Credit Unions play a significant role in our financial landscape, offering a wide range of financial services to their members. One of the main activities of credit unions is lending to individuals and businesses to meet their various financial needs.
Over the past decade, many individuals and businesses have turned to credit unions for loans due to their personalized service and community-focused approach. Credit unions have a unique advantage in understanding the needs of their members, leading to tailored loan products and flexible terms. Loan demand continues to be robust for credit unions despite the surge in interest rates over the past year. There is heavy demand for personal loans, mortgages, auto loans, commercial real estate loans and small business loans.
As loan demand continues to thrive, liquidity continues to be a real concern for the credit union space. Maintaining sufficient liquidity is essential for credit unions to meet the funding requirements of their loan portfolio’s while protecting the financial stability of the institution.
After conversations with credit union clients over the past few months, many are seeing high loan demand, from both individuals and business members.
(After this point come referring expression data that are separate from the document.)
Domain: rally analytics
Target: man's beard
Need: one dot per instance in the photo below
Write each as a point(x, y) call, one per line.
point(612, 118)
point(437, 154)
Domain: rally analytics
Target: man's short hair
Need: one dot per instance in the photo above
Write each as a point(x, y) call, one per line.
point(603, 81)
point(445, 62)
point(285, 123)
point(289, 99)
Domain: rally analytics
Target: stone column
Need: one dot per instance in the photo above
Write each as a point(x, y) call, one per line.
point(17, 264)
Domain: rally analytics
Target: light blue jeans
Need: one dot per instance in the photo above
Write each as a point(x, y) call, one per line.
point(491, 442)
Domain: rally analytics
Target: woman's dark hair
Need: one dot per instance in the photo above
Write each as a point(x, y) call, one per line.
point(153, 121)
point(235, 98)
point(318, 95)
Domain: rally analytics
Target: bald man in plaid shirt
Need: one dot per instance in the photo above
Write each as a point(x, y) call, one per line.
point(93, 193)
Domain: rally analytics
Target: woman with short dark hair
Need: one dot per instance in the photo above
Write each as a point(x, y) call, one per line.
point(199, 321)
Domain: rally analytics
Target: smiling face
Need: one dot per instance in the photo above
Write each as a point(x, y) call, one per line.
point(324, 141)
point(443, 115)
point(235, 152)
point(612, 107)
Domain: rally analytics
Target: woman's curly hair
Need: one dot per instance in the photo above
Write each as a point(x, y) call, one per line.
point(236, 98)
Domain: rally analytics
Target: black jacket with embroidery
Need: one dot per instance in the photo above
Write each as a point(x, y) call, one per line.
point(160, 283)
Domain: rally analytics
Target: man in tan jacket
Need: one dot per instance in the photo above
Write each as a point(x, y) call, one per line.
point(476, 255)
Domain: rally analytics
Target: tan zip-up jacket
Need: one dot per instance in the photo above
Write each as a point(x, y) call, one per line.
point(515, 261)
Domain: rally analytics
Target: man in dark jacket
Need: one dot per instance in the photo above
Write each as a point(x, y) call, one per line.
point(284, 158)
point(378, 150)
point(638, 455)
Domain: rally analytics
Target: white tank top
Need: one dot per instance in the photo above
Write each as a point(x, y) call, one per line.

Chief Lending Officer’s across the country are refraining from buying loan participations from outside originators and other credit unions to keep their powder dry for customers within their footprint. The concern is not loan growth, it’s liquidity. Over the past several years, credit unions began funding long-term loan obligations with short-term and overnight deposits. This is not a sustainable way to manage an institution.
Many credit unions have implemented precise strategies to monitor and analyze their liquidity positions on a consistent basis. They have developed robust liquidity risk management policies that outline limits and contingency plans for different liquidity scenarios. They are diversifying their funding sources to include wholesale funding markets, establishing lines of credit with other financial institutions, and utilizing funding options by central banks and other liquidity facilities.